Hi Dejan,
First of all, thanks for your comments!
> > db2_asym.patch:
> > The first one is about the return code of the RA in case the DB2
instance
> > is not availble. I've change the rc to $OCF_ERR_INSTALLED.
>
> I guess that you mean "not installed" which is the case for
> example when the software is on a shared storage. Funny, I
> thought that I did fix this before.
Hmm. Do you mean an installation on a shared file system which is not
mounted on the current host?
> The patch you posted is probably not enough. We have to handle
> differently "not installed" and "not configured". Also, on
> monitor operation, the RA should exit with OCF_NOT_RUNNING.
> Please see if the attached patch works.
Well, OCF_NOT_RUNNING means "_cleanly_" stopped, doesn't it? If vital files
are not available, it's more like "not installed"?!
Btw. I've applied the attached patch and could successfully, stop, start,
monitor, etc. the resource.
Additionally, db2info is more a startup-test to cover cases when DB2 is not
installed or not configured (and to setup some required variables...). If
that's the case, the monitor and status operation will also report not
installed or not configured. Isn't that a normal behaviour? I couldn't
identify the right behaviour in the OCF RA spec.
Acutally, with the current RA, there's no way to figure out if DB2 is
installed or configured correctly. In order to start an instance, you just
issue db2start (~/sqllib/adm contains this file and is a link pointing to
the installation itself) as the instance user, but the home directory may
not be available if it's a shared, not mounted file system. In this
scenario, you're unable to figure out, if DB2 was not configured correctly,
if it's just not installed or if the filesystem is just not available.
As I think further, the only way to handle the different setups, is to tell
the RA more about the environment (actually, this applies to other RAs as
well...). A possible way to do so:
OCF_RESKEY_clustertype = [ full | instance | db ]
OCF_RESKEY_db2dir = <db2 installation dir:-/opt/IBM/db2>
clustertype full:
That'd be the default and means that binary files as well as instances
files are shared and may not be available (during monitoring and status
operations). It covers RA backward compatibility and does not support
asymmetrical clusters. It basically behaves like the current RA
clustertype instance:
uses reskey db2dir to check for binary files (installed), db2home to check
for instance user (configured).
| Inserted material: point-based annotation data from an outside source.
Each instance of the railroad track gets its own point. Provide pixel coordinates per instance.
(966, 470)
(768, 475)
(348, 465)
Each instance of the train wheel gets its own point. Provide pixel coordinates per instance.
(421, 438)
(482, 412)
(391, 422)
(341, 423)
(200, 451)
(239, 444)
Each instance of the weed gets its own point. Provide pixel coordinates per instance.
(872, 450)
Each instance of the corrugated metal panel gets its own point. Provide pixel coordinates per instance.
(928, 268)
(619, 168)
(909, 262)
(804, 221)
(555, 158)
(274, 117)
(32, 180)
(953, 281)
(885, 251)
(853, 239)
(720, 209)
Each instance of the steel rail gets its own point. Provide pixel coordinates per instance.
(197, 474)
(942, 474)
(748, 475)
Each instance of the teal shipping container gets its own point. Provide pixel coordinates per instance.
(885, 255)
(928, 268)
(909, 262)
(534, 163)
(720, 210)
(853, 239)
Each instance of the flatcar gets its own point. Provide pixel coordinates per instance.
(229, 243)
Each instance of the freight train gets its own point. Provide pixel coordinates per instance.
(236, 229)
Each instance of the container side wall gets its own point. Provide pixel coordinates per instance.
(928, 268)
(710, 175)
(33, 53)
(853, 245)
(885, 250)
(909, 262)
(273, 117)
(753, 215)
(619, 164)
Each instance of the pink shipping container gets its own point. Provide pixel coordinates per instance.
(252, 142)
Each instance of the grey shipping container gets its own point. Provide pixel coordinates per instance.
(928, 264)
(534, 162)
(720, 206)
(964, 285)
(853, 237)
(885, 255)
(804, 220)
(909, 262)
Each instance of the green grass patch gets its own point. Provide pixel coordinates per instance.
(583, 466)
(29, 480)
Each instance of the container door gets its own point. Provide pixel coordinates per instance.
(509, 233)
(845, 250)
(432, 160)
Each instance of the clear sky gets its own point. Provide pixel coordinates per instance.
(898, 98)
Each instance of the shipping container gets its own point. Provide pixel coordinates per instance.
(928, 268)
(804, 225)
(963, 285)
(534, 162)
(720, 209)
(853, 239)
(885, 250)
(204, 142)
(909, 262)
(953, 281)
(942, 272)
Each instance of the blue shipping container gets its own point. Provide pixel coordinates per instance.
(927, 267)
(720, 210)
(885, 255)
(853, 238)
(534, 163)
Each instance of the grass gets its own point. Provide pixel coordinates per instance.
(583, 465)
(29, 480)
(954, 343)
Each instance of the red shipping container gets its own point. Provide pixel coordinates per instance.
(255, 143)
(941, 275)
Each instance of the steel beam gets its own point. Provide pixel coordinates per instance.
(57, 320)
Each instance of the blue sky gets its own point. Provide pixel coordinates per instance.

Supports asymmetrical clusters, but is not
able to check the configuration in detail...
clustertype db:
Both, the DB2 binaries as well as the instance home directory are local.
It's just the database files which are shared and therefore, no adoption to
db2nodes.cfg is required and binary files (db2dir), as well as the
configuration can be checked...
I haven't implemented anything yet, except your suggestions (see comments
below). Before I'll do further changes, I want to have a good picture,
about how the RA shall behave, so further suggestions are welcome :)
> Don't know what does db2nodes.cfg look like. Perhaps it's safer
> to use 'grep -w ...'. '&>' is not necessary: use just '>'.
Right. I redirected everything to /dev/null to cover "file not found"
errors
But I've change the line completly to handle better the db2nodes.cfg
syntax:
+ runasdb2 [ x`hostname` = x`awk '{print $2}' $db2nodes` ]
> mktemp's not available on all platforms. There's a function
> provided which takes care of that: maketempfile.
ok, changed.
> \s is a GNU extension. And the regular expression looks a bit
> odd. Perhaps better to use awk:
>
> awk "{\$2=\"$localhost\"; print}" $db2sql/db2nodes.cfg > $tmpfile
Yes, looks much nicer and is faster too. Thanks for this hint! Though I had
to define $localhost as local to get this working?!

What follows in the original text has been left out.